Tellingly Ms. Tucker writes about psychedelics:

“An authorization for medicinal use, allowing sick patients access to this medicine, appears the easiest first step in changing the law. Other medicinal uses are also compelling, including treatment of PTSD and depression. Focusing on medicinal use avoids attacks from those opposed to recreational or social drug use. It opens the door to societal familiarity with, and appreciation of, the benefits of psychedelics; this can lead to future expansion of access outside the medical realm.” (Emphasis added)

Because psychedelic drugs are not legal under current law and would need changes in the federal Controlled Substances Act, Ms. Tucker writes that various state efforts are instead emerging to change their state laws-just as Oregon did with assisted suicide after the 1997 Supreme Court case.
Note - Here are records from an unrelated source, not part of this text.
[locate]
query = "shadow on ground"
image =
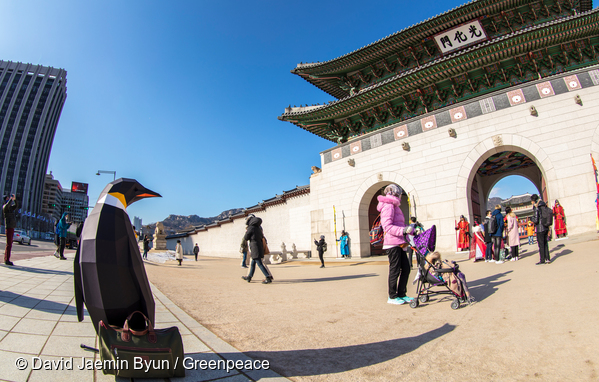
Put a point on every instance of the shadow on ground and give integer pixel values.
(40, 271)
(325, 279)
(485, 287)
(305, 362)
(35, 303)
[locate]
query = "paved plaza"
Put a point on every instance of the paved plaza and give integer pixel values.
(530, 322)
(38, 320)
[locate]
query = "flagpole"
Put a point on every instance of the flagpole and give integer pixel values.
(335, 224)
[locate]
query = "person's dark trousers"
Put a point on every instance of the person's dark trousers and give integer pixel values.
(410, 253)
(399, 267)
(63, 243)
(514, 251)
(543, 246)
(260, 265)
(489, 251)
(496, 247)
(9, 238)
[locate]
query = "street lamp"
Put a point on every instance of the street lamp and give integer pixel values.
(107, 172)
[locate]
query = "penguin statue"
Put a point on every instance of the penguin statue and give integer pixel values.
(109, 273)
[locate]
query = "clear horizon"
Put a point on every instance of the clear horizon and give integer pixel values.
(184, 96)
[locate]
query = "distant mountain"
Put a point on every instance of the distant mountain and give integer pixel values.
(179, 223)
(492, 202)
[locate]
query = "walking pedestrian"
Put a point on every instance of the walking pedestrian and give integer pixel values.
(542, 230)
(61, 232)
(488, 238)
(10, 223)
(243, 249)
(196, 250)
(497, 233)
(179, 252)
(257, 241)
(513, 236)
(146, 247)
(394, 242)
(530, 231)
(344, 245)
(321, 247)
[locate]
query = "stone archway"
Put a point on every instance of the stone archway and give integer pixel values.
(363, 197)
(542, 174)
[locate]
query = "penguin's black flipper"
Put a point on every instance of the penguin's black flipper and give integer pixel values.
(78, 285)
(138, 272)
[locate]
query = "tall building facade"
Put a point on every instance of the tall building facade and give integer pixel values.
(31, 100)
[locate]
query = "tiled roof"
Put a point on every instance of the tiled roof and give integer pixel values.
(363, 93)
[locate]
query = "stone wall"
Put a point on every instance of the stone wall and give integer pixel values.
(438, 169)
(287, 222)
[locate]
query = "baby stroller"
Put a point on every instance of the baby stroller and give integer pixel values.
(432, 280)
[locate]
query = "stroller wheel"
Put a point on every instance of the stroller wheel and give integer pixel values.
(455, 304)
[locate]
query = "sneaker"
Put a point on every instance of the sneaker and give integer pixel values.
(395, 301)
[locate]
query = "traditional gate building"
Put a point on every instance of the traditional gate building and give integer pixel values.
(450, 106)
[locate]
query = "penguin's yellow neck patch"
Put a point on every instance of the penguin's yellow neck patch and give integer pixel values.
(120, 197)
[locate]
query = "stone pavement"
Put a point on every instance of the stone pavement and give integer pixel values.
(38, 319)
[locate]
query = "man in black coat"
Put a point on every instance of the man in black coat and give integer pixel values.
(10, 223)
(488, 238)
(542, 230)
(256, 238)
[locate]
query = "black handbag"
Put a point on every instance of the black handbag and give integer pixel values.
(149, 353)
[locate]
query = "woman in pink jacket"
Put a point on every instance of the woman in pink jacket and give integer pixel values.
(394, 226)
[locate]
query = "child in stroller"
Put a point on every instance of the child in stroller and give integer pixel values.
(435, 273)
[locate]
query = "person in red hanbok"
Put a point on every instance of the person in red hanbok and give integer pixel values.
(560, 220)
(464, 234)
(478, 241)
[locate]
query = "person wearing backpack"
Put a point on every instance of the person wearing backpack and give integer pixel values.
(394, 226)
(321, 247)
(496, 226)
(542, 218)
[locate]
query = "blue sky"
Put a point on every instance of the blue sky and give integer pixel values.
(184, 95)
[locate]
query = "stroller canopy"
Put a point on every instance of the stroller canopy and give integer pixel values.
(426, 241)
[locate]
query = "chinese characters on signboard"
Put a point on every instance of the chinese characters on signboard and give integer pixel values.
(79, 187)
(460, 37)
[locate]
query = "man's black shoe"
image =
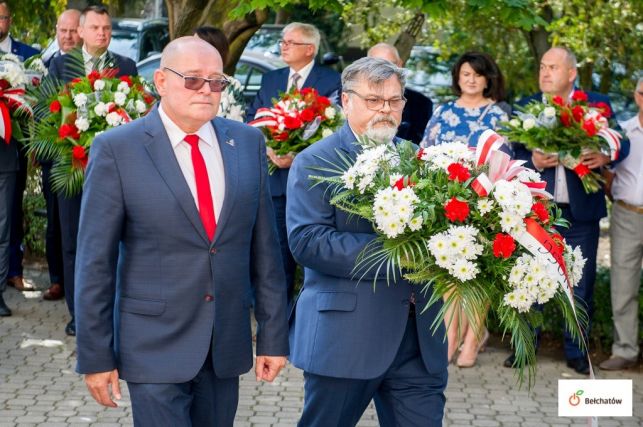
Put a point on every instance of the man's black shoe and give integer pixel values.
(579, 364)
(70, 329)
(4, 310)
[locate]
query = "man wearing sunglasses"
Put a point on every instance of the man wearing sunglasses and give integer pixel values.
(340, 324)
(299, 45)
(95, 28)
(176, 224)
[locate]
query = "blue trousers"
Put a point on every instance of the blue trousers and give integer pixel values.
(405, 395)
(206, 401)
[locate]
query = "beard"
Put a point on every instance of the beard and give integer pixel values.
(384, 133)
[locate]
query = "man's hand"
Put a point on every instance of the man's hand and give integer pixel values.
(594, 160)
(98, 385)
(542, 160)
(282, 162)
(268, 367)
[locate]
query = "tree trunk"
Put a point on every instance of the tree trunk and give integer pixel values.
(406, 39)
(186, 15)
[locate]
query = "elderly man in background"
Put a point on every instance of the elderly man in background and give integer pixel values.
(339, 324)
(68, 39)
(626, 244)
(418, 109)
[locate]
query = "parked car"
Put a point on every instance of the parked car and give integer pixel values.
(250, 68)
(132, 37)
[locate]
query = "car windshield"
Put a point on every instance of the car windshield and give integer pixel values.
(124, 43)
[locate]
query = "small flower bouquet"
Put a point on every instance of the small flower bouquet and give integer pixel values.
(84, 108)
(298, 119)
(15, 103)
(569, 129)
(476, 226)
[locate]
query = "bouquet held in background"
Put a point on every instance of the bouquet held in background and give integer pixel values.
(475, 226)
(75, 114)
(569, 129)
(297, 119)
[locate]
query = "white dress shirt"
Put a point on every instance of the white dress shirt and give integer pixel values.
(209, 147)
(628, 180)
(5, 45)
(304, 73)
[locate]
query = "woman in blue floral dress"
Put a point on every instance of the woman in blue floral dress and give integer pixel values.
(479, 85)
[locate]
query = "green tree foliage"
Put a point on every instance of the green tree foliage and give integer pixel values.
(34, 21)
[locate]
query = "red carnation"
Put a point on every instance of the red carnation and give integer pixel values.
(603, 107)
(55, 106)
(578, 112)
(456, 210)
(590, 128)
(558, 100)
(126, 79)
(292, 122)
(503, 245)
(565, 118)
(307, 115)
(581, 170)
(579, 96)
(541, 212)
(458, 172)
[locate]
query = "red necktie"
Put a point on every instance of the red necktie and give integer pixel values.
(204, 195)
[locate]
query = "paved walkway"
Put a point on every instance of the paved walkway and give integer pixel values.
(38, 386)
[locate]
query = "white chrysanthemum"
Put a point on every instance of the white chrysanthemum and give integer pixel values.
(99, 84)
(113, 119)
(485, 205)
(82, 124)
(80, 100)
(123, 87)
(119, 98)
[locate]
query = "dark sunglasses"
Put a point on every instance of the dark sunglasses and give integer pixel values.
(195, 83)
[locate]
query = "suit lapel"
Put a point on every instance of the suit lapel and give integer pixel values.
(160, 151)
(230, 157)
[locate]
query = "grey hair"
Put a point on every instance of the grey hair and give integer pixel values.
(374, 70)
(570, 58)
(310, 33)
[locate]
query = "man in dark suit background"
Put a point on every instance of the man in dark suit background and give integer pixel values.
(176, 227)
(358, 341)
(418, 109)
(583, 211)
(299, 46)
(68, 39)
(10, 45)
(95, 28)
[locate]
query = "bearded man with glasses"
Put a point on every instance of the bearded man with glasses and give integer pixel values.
(338, 325)
(299, 46)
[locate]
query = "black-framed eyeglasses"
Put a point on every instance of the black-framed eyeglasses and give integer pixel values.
(375, 103)
(289, 43)
(218, 84)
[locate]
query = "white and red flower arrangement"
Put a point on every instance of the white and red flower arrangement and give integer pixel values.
(296, 120)
(568, 129)
(475, 225)
(84, 108)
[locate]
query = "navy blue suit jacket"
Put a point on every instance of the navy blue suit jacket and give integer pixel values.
(584, 207)
(341, 327)
(23, 50)
(328, 83)
(59, 66)
(152, 292)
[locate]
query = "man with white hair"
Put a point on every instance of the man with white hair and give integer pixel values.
(626, 244)
(418, 109)
(299, 45)
(339, 324)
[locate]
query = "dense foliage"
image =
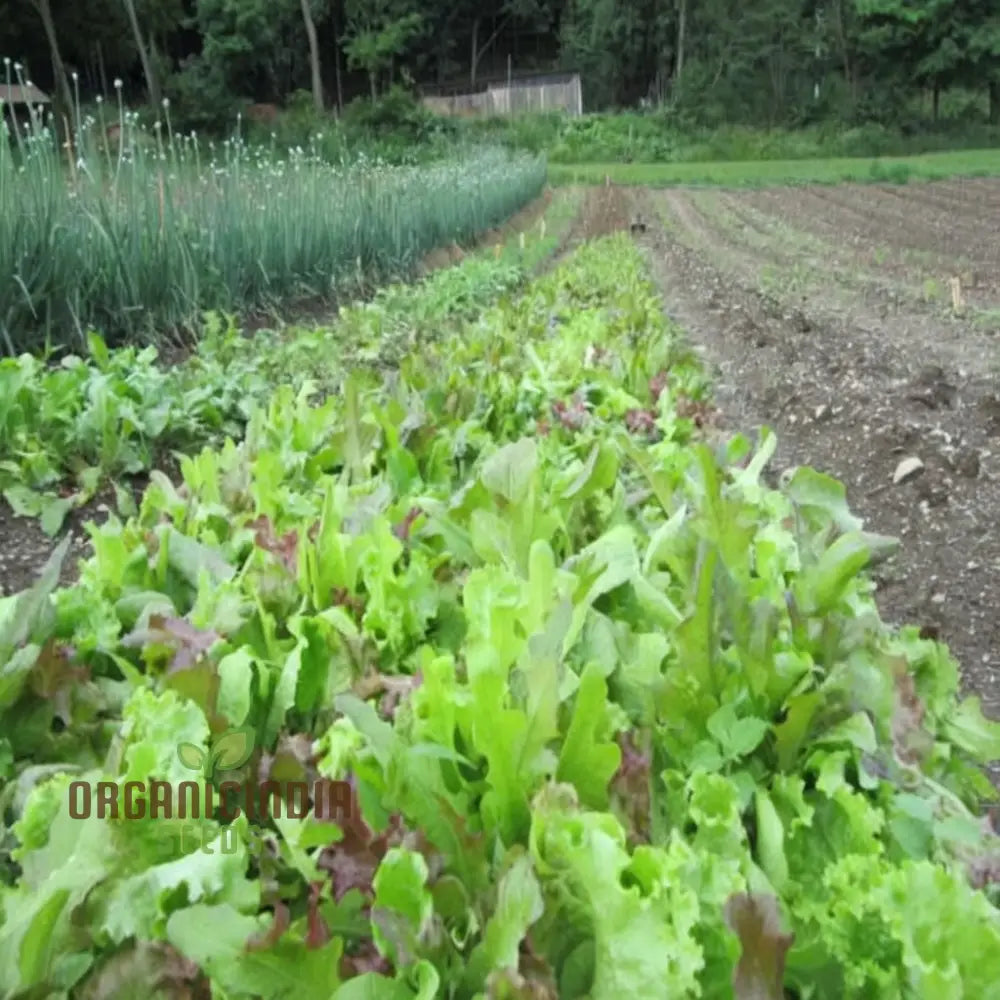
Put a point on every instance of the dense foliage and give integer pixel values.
(66, 430)
(616, 711)
(713, 61)
(145, 233)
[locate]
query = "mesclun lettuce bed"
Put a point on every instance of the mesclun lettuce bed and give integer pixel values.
(66, 430)
(621, 718)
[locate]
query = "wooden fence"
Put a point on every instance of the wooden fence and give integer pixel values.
(517, 98)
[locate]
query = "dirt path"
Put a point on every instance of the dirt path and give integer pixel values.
(852, 393)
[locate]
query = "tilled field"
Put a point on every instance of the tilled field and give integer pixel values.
(827, 314)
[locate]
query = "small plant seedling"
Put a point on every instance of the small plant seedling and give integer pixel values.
(229, 752)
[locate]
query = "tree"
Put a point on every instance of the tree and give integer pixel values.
(314, 61)
(148, 68)
(64, 96)
(378, 33)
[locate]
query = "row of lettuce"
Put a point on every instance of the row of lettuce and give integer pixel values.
(91, 423)
(619, 717)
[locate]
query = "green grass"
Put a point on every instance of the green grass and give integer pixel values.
(931, 166)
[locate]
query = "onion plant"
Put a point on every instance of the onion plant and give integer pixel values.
(135, 233)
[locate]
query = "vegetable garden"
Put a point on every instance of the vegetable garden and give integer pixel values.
(619, 717)
(136, 236)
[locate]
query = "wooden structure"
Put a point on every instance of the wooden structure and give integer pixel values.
(15, 96)
(552, 92)
(20, 103)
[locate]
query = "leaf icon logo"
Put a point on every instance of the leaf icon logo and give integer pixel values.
(229, 752)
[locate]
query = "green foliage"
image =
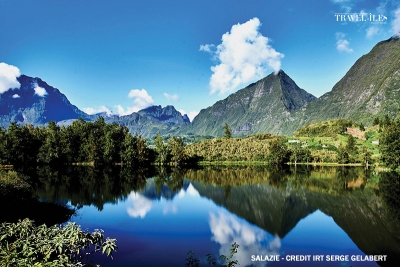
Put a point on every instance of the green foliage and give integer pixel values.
(299, 154)
(251, 148)
(343, 155)
(279, 152)
(227, 260)
(95, 142)
(227, 131)
(177, 150)
(24, 244)
(325, 128)
(12, 185)
(162, 150)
Ms. Tucker writes that one lesson the assisted suicide movement learned was that changing state laws can take multiple efforts. She writes that failed efforts to pass assisted suicide by ballot initiative in California and Washington state led to a tailoring of the text of such initiatives to get it passed by voters.

CHOOSE A STATE THAT ALREADY HAS PHYSICIAN-ASSISTED SUICIDE LAW

Ms Tucker says that using a state that already has an assisted suicide law would be strategic and would emphasize “the need to ensure that eligible patients would be provided with good palliative care to ensure that no patient would choose to precipitate death due to inadequate palliative care.” (Emphasis added)

She suggest that states like Hawaii might be the best test state because it has a unique provision to allow terminally ill patients to access undefined “remedial agents” as well as assisted suicide.

CONCLUSION

We often speak of the “slippery slope” of dangerous proposals that ultimately expand far beyond their initial enactment into law. We must recognize that this “slope” is planned and incremental, as Ms. Tucker makes clear.

With euthanasia, it started in 1938 with multiple failed legalization attempts by the Euthanasia Society of America. The concept finally gained traction after lawyer Luis Kutner’s 1969 law journal article “Due Process of Euthanasia: The Living Will, a Proposal”. After the well-publicized 1976 Karen Quinlan case, “living wills” and the “right to die” then were successfully sold to the public as the right of people to refuse extraordinary medical treatment when they are imminently dying or in a so-called “vegetative state”. Soon afterwards came the idea of legally removing feeding tubes from people who were also seriously brain-injured but not dying. This eventually led to several states legalizing physician-assisted suicide for the terminally ill expected to die within 6 months.

Now we are seeing, as in a (thankfully failed) recent bill in New Mexico,  further attempts to change the definition of terminal illness to expected death in the “forseeable future”,  non-physicians able to prescribe assisted suicide, inclusion of people with mental health disorders, approval by “telemedicine” and no state residency requirement.

As Ms Tucker makes clear in this article, the most important lesson for legalization of any formerly outrageous concept is to never give up.

But never giving up is also a strategy that we in the pro-life movement have already learned.